Hi. I Don't Want To Have Sex With You. But I'd Like To Hang Out, Somehow.

(NOTE: Based on time elapsed since the posting of this entry, the BS-o-meter calculates this is 3.618% likely to be something that Ferrett now regrets.)

So I went to get my nails done the other day.  And next to me was this pretty blue-haired girl.
When I mentioned Harry Potter as part of my conversation with my manicurist, she perked up.  We all started talking together about Universal Studios and Disney and trivia quizzes about the best parts of Harry Potter, and then it was time to go and I fumbled about awkwardly and then left.
Somehow, saying, “WOULD YOU LIKE TO BE FRIENDS?” seemed weird to a total stranger.
And I had no ulterior motives.  I joked with my sweetie afterwards, who had gone with me, that I could have held her up as proof: “I’m full up on dating!  She’ll tell you! This isn’t about that!  You just… seem neat.”
But then I thought about navigating those weird waters, trying to say “This isn’t a date” when in fact that’s what every quote-unquote “nice guy” schmuck says when he’s hoping to sneak into somebody’s pants through the act of friendship, and watching her face as she determined my level of creep, and doing that in front of my manicurist and the whole staff, and….
I left.
And the truth is, it’s kind of hard to make friends.  There’s that awkward transition where you meet someone on a plane or at a bar, where you’ve enjoyed this conversation but you’re not quite sure whether this enjoyment extends to multiple engagements, and you’re worried you’re going to ruin this nice chat you’ve had by giving the foul aftertaste of  “Then he hit on me,” and so it’s easier to just leave it on the ground.
Gini says you gotta treat it like you’re six years old on the playground.  Just walk out across the sandbox, arms out, and shout: “WANNA PLAY?”  Which is great if you’re an extrovert and don’t mind embarrassment, but for me I often find myself thinking of people days later, wondering Hey, do they still think about me?  And if they did, how could I possibly find them?
I probably have potential friends scattered across America, hanging snippets of ten-minute conversations.  We connected, in those brief timeframes, but neither of us knew how to break that icy embarrassment of not wanting to intrude, not wanting to be eager.  And having been caught in a couple of awkward snafus where I was making polite conversation and someone wanted to be best buds, it’s not the worst thing to default to walking away.
Still.  She was nice.
We coulda hung.
Or at least I think we coulda.

6 Comments

  1. David Klecha
    Mar 18, 2016

    I’m an extrovert, albeit one with a high degree of social anxiety, and I can never make lasting friendships out of those kinds of encounters. What’s been revelatory in terms of making friends has been getting back into theatre. Thrown together with a bunch of people 3-4 nights a week for two months, eventually you manage to strike up the multiple subsequent conversations necessary to establish friendships.
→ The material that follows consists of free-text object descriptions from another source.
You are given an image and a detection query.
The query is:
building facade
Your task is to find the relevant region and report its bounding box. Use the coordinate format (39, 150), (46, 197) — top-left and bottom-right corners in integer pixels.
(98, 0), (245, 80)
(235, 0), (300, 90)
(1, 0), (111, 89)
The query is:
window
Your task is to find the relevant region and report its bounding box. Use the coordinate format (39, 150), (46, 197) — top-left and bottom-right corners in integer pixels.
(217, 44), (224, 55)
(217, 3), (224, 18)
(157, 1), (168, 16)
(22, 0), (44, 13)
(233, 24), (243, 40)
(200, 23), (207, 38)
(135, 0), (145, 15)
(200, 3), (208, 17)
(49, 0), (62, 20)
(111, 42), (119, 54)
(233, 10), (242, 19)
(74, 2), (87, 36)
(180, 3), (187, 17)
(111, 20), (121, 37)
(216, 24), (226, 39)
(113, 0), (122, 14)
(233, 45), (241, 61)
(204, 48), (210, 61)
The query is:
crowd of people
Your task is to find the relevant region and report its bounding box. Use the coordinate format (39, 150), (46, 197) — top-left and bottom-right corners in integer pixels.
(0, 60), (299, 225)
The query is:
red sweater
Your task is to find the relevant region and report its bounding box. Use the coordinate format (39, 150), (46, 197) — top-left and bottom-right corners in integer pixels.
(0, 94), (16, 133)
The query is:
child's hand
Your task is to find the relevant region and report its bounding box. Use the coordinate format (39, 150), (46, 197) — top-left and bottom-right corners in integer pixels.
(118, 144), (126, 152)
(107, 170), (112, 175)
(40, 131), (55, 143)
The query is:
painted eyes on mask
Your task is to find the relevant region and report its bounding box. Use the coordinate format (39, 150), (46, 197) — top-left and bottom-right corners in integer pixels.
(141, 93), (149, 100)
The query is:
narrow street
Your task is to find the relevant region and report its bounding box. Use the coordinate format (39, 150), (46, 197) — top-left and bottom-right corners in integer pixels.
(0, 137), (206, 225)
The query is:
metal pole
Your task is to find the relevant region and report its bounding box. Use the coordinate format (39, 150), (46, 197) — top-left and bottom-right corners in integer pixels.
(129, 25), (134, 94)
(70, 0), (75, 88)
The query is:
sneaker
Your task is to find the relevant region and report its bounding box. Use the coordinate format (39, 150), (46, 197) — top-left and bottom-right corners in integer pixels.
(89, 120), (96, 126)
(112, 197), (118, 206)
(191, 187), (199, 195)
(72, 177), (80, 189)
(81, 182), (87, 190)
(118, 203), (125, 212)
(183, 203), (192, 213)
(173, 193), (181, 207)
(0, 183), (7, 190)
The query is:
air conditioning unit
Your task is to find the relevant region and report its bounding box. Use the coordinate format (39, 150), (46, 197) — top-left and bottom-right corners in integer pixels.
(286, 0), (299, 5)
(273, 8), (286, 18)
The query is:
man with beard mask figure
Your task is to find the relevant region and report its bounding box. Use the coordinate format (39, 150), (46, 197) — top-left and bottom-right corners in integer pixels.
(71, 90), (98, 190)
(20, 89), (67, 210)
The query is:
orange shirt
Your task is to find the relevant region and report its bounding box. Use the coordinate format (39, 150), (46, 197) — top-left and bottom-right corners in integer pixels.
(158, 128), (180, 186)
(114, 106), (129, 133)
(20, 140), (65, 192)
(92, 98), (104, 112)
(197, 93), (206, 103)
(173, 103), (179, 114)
Ironically, the two closest friendships I’ve made that way over the last 15 months have been with two avowed introverts, who both separately happen to also be readers and gamers and who work at being social so they can maintain relationships with their friends.
    It’s been kind of a fascinating experience.

  2. Gayle
    Mar 18, 2016

    I think Gini is right, although I wouldn’t be able to do it, either. I’m thinking that maybe saying something like, “you and my wife would get along famously,” would help defuse the whole “and then he hit on me,” vibe, because let’s face it – polyamory is in the minority. Maybe we shy, introverted types need a script for encounters like this.

    • Lucretia
      Mar 19, 2016

      This was my thought as well. I hate saying it… But I’m often one to employ this tactic. Because I talk to folks, but I suck at making lasting friendships out of brief conversations unless I say something like “you totally need to meet my husband… He’s as obsessed about X as I am.”
      This comes out whether my new friend is male or female.

  3. Saraphina
    Mar 18, 2016

    This is why I always carry business cards. Because even a connection like that, I can say, ” I like that stuff too, here’s my email address/website” and smile and walk away. And it’s not *too* weird. Phone numbers are rather personal, but email isn’t quite to that level. And new new cards will have my social media contacts on it too. For added level of relaxed, casual contact. And maybe something like “Maybe we can get coffee sometime” because “coffee” is the perfect outing because dinner is a date, lunch is professional, drinks is possibly wanting to get into someone’s pants, but coffee is just coffee. It doesn’t have the same social baggage as the other stuff.

  4. Kristy
    Mar 22, 2016

    It probably sounds weird, but I’ve found that offering an email address to continue a conversation, rather than a phone number, felt like way less pressure to respond. To me, it’s like a phone number is too intimate, but saying, “this conversation is great, let’s continue by email if you’d like,” is less of a commitment. That’s just my experience, of course.

  5. Beal
    Mar 28, 2016

    I think making a “date” to get your nails done would’ve been a nice, low-key way to start a potential friendship. Something like, “This was fun! Perhaps we could schedule our next nail appointments together so we can visit again?”